Beginning at the point where the ligature has been applied the artery loses its symmetrical shape, both above and below the site of the ligature, as far as to the spot where the next collateral branch is given off. At first this distortion of the vessel’s shape is due simply to the fact that its calibre is filled with clotted blood (provisional obliteration). Later, a solid plug takes the place of the soft clot. It is composed of plastic material that, becoming fused with the clot (thrombus), gradually undergoes organization and permanently attaches itself to the wall of the artery through actual growth of tissue (definitive obliteration).

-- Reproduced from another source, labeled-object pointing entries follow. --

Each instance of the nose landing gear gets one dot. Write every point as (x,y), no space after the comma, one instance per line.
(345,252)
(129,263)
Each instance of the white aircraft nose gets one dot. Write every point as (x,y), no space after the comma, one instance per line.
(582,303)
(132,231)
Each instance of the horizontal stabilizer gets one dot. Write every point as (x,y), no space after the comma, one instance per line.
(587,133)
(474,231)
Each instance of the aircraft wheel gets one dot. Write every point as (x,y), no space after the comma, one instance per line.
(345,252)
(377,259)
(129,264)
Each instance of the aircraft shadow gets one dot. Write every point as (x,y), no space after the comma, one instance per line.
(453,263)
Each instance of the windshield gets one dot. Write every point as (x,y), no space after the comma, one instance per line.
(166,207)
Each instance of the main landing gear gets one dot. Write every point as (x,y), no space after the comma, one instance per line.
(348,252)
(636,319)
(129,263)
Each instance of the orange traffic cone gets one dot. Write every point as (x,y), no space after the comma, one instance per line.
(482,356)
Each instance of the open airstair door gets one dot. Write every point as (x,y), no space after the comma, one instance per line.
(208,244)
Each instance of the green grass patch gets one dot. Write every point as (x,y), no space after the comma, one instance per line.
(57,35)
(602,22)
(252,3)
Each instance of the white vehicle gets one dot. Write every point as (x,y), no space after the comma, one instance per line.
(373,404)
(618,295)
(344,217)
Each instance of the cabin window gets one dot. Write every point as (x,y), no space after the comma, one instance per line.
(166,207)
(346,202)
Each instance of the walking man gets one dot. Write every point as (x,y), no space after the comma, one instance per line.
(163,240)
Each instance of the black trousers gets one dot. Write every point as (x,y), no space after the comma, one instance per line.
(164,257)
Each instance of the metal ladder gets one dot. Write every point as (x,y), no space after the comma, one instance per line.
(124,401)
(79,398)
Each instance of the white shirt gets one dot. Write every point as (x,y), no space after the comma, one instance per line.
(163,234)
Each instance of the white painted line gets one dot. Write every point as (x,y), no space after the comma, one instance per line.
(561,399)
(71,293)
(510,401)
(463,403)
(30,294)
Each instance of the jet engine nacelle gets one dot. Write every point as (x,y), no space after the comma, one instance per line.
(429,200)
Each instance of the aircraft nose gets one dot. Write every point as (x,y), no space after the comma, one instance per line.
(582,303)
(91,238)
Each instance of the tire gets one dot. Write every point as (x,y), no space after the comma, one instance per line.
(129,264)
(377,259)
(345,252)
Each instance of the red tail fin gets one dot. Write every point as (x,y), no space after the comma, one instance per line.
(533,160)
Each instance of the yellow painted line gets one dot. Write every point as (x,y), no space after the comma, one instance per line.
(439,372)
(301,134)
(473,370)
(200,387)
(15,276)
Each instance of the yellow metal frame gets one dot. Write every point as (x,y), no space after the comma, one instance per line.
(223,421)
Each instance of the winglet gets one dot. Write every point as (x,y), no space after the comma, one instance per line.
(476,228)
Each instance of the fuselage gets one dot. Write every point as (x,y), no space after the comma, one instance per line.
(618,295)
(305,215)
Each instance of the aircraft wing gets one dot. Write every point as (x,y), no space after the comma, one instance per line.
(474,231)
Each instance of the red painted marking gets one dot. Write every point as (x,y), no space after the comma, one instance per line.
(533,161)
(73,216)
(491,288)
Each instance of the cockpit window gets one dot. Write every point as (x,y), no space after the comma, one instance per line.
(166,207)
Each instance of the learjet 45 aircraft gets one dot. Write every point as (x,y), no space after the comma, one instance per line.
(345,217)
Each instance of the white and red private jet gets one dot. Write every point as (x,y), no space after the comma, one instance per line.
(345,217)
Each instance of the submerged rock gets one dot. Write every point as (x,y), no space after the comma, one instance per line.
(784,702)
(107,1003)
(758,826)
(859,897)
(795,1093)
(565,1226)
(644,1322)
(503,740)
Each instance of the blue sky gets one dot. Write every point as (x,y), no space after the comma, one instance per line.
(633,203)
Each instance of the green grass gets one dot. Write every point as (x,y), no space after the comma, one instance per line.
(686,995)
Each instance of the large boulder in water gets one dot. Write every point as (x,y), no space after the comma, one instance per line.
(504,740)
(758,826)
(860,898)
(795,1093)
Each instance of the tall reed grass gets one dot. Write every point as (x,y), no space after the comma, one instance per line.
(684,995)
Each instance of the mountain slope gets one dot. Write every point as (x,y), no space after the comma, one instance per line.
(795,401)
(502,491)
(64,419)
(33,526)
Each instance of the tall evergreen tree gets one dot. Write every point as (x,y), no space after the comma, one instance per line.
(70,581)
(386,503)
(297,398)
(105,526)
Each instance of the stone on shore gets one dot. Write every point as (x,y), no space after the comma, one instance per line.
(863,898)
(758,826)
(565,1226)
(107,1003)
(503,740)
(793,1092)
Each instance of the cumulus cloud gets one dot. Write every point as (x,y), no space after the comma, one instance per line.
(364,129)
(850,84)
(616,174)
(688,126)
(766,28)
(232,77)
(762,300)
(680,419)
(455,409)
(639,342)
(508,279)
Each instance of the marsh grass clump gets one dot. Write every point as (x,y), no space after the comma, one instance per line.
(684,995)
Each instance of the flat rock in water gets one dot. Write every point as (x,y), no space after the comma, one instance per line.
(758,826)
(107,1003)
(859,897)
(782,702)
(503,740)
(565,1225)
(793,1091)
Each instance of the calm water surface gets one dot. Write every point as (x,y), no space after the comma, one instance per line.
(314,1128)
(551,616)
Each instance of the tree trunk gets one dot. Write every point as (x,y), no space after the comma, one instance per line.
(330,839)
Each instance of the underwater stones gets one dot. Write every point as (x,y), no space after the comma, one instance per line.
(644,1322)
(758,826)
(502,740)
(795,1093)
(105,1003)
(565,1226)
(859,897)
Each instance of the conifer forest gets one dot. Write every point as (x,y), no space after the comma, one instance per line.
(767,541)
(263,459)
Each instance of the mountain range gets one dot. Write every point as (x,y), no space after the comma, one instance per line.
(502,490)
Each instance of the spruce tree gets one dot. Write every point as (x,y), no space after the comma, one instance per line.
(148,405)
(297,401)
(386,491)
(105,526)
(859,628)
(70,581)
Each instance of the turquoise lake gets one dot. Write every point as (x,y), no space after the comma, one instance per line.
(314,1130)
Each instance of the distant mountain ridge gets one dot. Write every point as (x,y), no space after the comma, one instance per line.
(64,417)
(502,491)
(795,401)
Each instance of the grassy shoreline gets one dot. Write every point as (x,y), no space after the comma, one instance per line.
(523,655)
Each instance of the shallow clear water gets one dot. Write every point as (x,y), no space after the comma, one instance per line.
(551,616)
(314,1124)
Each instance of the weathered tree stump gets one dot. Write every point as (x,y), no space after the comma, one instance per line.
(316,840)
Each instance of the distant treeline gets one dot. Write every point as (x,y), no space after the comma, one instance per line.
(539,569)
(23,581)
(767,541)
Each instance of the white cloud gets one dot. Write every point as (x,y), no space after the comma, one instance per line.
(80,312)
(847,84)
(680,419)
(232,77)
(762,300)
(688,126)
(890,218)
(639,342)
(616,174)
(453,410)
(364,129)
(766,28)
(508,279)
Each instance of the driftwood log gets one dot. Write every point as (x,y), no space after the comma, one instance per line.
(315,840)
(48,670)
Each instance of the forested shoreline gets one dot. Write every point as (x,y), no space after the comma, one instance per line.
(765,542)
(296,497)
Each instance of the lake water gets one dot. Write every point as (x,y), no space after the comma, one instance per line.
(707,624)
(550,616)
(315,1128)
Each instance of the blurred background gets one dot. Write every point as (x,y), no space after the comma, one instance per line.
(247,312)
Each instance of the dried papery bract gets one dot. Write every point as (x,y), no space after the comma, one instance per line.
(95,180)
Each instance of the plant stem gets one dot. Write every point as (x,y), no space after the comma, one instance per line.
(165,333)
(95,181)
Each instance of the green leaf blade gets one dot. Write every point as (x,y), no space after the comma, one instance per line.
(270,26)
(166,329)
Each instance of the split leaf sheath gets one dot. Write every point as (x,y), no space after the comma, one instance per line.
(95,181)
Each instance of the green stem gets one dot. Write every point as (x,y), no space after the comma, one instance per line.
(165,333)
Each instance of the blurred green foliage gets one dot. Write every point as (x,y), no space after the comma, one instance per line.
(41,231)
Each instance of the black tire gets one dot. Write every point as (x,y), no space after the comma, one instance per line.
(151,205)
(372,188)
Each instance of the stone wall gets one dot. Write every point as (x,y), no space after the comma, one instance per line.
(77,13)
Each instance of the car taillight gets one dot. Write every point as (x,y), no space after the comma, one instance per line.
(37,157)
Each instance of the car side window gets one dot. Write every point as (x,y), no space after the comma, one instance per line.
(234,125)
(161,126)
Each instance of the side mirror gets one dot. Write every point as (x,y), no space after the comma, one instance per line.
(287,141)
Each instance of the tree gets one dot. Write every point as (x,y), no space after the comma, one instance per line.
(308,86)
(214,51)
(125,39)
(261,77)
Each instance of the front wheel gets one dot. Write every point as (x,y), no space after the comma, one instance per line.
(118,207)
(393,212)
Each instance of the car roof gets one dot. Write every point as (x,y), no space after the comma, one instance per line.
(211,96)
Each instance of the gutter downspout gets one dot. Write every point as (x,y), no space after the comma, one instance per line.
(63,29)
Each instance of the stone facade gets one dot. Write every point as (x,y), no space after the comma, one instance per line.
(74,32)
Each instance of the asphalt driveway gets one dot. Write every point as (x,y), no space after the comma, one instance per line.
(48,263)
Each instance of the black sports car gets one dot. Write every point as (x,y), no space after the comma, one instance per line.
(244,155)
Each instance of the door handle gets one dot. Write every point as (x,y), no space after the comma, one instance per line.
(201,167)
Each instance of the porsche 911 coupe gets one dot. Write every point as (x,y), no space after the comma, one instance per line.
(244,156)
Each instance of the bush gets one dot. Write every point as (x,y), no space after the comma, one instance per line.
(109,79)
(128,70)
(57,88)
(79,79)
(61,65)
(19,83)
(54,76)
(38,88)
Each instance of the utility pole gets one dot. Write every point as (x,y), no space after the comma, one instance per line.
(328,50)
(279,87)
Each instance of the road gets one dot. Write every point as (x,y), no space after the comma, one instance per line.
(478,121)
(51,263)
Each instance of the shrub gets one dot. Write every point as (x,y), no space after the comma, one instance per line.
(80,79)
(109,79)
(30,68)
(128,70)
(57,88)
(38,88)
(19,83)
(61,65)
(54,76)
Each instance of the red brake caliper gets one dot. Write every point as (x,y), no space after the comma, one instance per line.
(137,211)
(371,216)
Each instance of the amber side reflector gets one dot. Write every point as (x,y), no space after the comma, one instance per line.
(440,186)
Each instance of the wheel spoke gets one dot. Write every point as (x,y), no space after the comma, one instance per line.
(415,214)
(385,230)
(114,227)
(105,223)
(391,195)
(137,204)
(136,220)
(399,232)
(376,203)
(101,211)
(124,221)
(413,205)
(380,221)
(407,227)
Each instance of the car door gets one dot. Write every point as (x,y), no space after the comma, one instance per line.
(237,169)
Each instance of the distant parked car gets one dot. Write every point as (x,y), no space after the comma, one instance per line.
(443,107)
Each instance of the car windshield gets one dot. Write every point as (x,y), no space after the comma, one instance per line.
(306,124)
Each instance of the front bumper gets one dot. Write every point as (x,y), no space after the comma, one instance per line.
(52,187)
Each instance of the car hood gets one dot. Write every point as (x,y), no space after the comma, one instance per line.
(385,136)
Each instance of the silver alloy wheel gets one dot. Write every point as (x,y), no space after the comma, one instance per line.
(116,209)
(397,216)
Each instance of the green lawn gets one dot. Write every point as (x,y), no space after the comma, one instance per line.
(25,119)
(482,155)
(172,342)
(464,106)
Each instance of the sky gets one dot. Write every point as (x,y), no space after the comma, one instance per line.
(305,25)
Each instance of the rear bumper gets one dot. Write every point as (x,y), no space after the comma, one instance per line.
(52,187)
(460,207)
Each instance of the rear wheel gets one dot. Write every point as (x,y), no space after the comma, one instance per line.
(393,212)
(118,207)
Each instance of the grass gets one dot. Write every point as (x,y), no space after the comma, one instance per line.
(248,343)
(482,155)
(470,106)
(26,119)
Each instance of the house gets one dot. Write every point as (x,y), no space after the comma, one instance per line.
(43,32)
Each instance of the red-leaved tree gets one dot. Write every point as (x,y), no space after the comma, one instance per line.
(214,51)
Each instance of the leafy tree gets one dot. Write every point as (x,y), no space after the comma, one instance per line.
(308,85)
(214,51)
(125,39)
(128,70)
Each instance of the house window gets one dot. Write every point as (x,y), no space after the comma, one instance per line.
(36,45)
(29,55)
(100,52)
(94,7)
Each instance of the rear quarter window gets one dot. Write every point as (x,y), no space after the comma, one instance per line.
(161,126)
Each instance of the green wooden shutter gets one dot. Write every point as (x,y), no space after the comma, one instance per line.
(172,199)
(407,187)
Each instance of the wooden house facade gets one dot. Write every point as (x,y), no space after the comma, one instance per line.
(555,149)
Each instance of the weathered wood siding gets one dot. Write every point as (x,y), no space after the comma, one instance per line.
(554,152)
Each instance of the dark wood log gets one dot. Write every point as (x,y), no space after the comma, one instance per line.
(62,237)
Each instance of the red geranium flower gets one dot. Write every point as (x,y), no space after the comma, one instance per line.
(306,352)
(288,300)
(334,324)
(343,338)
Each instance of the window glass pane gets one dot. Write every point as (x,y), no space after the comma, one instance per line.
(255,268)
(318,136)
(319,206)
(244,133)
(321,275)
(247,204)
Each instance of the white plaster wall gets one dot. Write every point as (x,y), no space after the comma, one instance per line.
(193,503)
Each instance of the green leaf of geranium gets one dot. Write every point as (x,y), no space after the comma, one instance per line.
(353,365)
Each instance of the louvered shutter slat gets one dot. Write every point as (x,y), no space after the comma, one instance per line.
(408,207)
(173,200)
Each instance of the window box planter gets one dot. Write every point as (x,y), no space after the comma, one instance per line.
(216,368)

Thus there is formed, as the final result of all these changes, a firm and solid cord the circumference of which is smaller than that of the artery from which it springs in direct continuity.

The ligating of one of the larger arteries—as, for example, the brachial or the crural artery—does not interfere seriously with the circulation in the parts located below the point where the ligature has been applied; for the blood continues to flow into these parts although with diminished energy, owing to the fact that it is obliged to travel through roundabout channels (anastomoses).... I once owned a dog upon whom, in the days of my youthful sinning in the domain of physiological experimentation, I performed, within the short period of a single year, the operations of tying the innominate artery and both crural arteries; and, notwithstanding the fact that the blood needed by the adjoining regions was thereby forced to travel to them by unaccustomed routes, the dog’s health did not seem to be in any way affected.

Among the anatomical remarks which Hyrtl makes at various points in the course of his formal treatment of the subject under consideration I find several that seem to me to be worthy of reproduction here. In one place, for instance, he makes the statement that voluntary movements of the auricle of the ear are by no means a rare phenomenon, and in support of this statement he quotes Haller as mentioning (“Elementa Physiologiae,” Tomus V., p. 190) many instances of this kind; he also narrates how B. S. Albinus (1697–1770), the greatest anatomist of the eighteenth century and a colleague of Boerhaave at the University of Leyden, was in the habit of removing his wig whenever he wished to exhibit to the students how great was his control over the movements of the auricle of the ear.

In another place Hyrtl calls attention to the not uncommon error of giving, to the structureless membrane which Descemet described in 1758, the name of Membrana Descemetii. According to him it was first described by the Englishman E. Duddel, twenty-nine years earlier, in his “Disease of the Horny Coat of the Eye,” London, 1729.